L’égrégore sonore mouvante est ciselée vibre à cœur joie sous la voûte sombre du ciel. Pourtant, elle essuie divers décalages vocaux dus en partie aux enjeux incertains de cette mise en espace délicate. Sur le plan visuel, sont projetés en 3D de belles vidéos lumineuses, offrant une esthétique colorée et joyeuse de ” Commedia dell’arte ». Elles habillent ce morceau de citadelle antique, sous le regard austère de la statue d’Auguste. Le metteur en scène Davide Livermore délivre de bonnes idées, mais il ne parvient pourtant pas à faciliter les conditions gigantesques de cette enceinte, surtout pour les chanteurs. Certains bravent les éléments, d’autres sont avalés. Un mur ou deux en plus, aurait-il créé plus d’intimité et de soutien pour les voix ?
Tout se déroule ici dans une débauche du temps, époques confondues. Une adaptation béotienne du sujet qui enchaîne les anachronismes : costumes, chevaux tirant calèches, voitures, ascenseur, etc.
L’élément central de ce tourbillon est le taxi jaune du très impliqué et agressif Leporello (Adrian Sâmpetrean). C’est également le carrosse motorisé de Don Juan. Un « borderline” qui affronte un chef du milieu en la personne du commandeur. La voiture vrombie à tout va, et stationne là au centre névralgique et stratégique de l’intrigue : « Voilà le taxi, dans le taxi, sur le taxi, à côté du taxi, autour du taxi, contre le taxi, vers le taxi, sous le taxi, ah non pardon…”, ” E qua, e là, e qua, e là ! “… L’histoire se noue autour d’une stratosphère mafieuse : 4/4 noir métallisé silencieux, contre Mégane jaune pétaradante, moteur trépidant, pneus crissants sur le plateau. L’horreur, ce ballet épuisant accompagne l’œuvre tout du long. En prime, suivent des coups de feu répétitifs pour magnifier dans cet espace grandiose la musique du divin Mozart.

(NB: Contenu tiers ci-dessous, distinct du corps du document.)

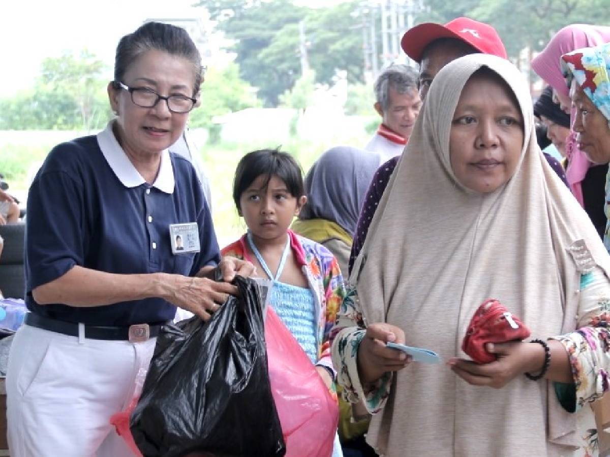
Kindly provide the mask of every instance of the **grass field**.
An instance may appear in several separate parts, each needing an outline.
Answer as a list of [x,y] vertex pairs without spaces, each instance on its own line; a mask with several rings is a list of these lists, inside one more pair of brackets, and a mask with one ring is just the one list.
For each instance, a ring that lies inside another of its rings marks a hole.
[[[9,191],[24,204],[30,181],[51,149],[59,143],[82,136],[74,132],[0,132],[0,172],[9,183]],[[359,132],[339,132],[323,140],[293,137],[286,143],[265,144],[246,141],[204,144],[200,148],[206,173],[212,188],[212,206],[218,243],[223,247],[244,233],[245,225],[237,216],[231,197],[235,168],[246,152],[262,147],[290,152],[296,157],[305,172],[325,151],[339,145],[362,147],[368,135]]]

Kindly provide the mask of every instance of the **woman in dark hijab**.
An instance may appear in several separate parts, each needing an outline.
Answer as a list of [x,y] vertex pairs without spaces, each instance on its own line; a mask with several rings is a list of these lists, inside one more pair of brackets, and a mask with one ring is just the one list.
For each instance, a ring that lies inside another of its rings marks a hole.
[[305,177],[307,201],[292,230],[326,246],[344,274],[365,194],[379,165],[376,154],[337,146],[323,153]]

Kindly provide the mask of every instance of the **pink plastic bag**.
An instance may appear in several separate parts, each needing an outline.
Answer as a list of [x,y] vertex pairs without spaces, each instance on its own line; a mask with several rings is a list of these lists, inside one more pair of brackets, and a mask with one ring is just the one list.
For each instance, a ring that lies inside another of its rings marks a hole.
[[339,406],[298,342],[273,308],[265,321],[269,378],[287,457],[329,457]]
[[110,417],[110,423],[115,426],[117,434],[123,439],[127,447],[137,457],[143,457],[143,456],[136,445],[133,435],[131,434],[131,430],[129,429],[129,417],[134,409],[135,409],[138,400],[140,400],[140,394],[142,393],[142,387],[144,386],[144,380],[146,377],[146,371],[147,370],[144,368],[140,368],[138,371],[138,374],[135,377],[135,390],[134,392],[134,398],[129,402],[127,408],[120,413],[113,414]]

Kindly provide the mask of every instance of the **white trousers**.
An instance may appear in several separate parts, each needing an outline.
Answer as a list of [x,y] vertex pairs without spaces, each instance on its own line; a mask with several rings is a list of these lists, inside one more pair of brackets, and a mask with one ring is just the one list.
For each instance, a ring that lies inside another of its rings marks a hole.
[[88,339],[22,326],[6,380],[12,457],[133,456],[110,418],[131,400],[156,340]]

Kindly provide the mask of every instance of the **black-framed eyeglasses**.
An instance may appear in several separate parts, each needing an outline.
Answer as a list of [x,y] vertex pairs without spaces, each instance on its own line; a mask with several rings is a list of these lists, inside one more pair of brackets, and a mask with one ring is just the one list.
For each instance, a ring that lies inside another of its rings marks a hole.
[[173,94],[163,97],[148,87],[129,87],[120,81],[115,81],[115,84],[127,91],[131,94],[131,101],[141,108],[152,108],[159,100],[165,100],[168,109],[172,113],[184,114],[192,110],[197,102],[196,99],[185,95]]

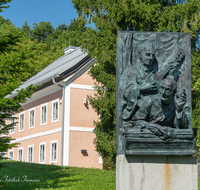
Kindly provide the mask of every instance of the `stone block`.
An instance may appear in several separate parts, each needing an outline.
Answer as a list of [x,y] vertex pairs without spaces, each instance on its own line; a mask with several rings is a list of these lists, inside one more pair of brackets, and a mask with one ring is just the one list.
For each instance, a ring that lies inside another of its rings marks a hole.
[[117,156],[117,190],[198,190],[195,156]]

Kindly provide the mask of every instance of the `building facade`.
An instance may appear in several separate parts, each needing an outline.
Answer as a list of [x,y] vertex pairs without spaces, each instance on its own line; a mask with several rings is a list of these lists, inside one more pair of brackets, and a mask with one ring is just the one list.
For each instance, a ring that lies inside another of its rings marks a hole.
[[12,143],[20,143],[8,150],[10,159],[102,168],[93,144],[93,121],[99,117],[87,100],[95,93],[88,74],[94,61],[80,48],[68,47],[64,56],[20,86],[40,85],[15,114],[18,120],[6,121],[18,122],[8,134],[15,139]]

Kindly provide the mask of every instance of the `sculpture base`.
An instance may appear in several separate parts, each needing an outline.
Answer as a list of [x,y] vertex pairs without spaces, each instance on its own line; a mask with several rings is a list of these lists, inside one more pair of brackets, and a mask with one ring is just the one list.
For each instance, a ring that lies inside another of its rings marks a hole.
[[[186,132],[185,132],[186,131]],[[194,155],[196,139],[192,130],[177,130],[173,140],[162,140],[149,131],[125,129],[125,155]]]
[[198,190],[196,156],[117,156],[117,190]]

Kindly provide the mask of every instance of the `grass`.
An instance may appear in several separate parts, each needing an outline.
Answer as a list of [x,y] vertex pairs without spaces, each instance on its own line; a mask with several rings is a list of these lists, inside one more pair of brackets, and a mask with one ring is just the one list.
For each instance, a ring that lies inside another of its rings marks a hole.
[[[7,179],[7,183],[3,187],[4,190],[115,189],[115,171],[17,161],[1,161],[0,168],[0,180],[6,181]],[[8,182],[8,180],[15,182]]]

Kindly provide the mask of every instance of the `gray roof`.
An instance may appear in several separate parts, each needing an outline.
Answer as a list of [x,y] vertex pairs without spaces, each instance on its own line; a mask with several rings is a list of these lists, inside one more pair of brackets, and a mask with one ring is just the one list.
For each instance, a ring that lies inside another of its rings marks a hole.
[[[70,49],[70,47],[66,49]],[[59,57],[56,61],[20,85],[19,88],[12,92],[12,94],[7,95],[6,98],[15,96],[17,94],[17,90],[21,90],[22,88],[25,89],[31,84],[36,86],[43,84],[44,82],[50,80],[52,77],[58,77],[61,73],[72,68],[88,55],[87,53],[82,52],[80,47],[73,47],[72,49],[74,49],[72,52]]]

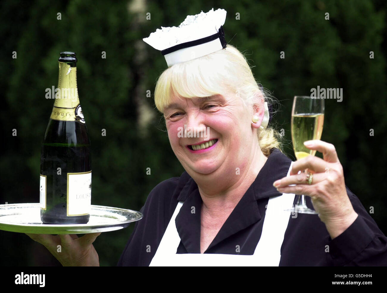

Avec ce boucan permanent, la prestation globale de Karine Deshayes (Donna Anna) fait figure d’un vrai et beau défi accompli. La maturité chatoyante de cette artiste lui permet de s’inscrire dans une version phare du rôle. Son art vocal et son timbre propulsé par une technique splendide, la pousse à s’affirmer. On profite de récitatifs clairs et ingénieux, malgré l’effacement sonore du clavecin, ce continuo nécessaire étouffé par le vent. Ses airs fusent avec certitude, son ” Mi tradi ” nous emporte dans un legato sans rupture de souffle, avec des aigus nets et percutants. Il sera un des moments précieux de cette soirée. Il faut rendre grâce à l’incroyable prestation de Stanislas de Barbeyrac, qui marque également par sa fluidité, sa puissance et sa fraîcheur vocale, le rôle de Don Ottavio. Il en est de même, pour la magnifique basse (Alexey Tikhomirov), commandeur inébranlable des abysses, perché cette fois en haut du mur. Ces trois artistes au fait de leur instrument, et de leur “art”, terme traduit comme technique en grec ancien, un bel usage, passan outre les difficultés citées.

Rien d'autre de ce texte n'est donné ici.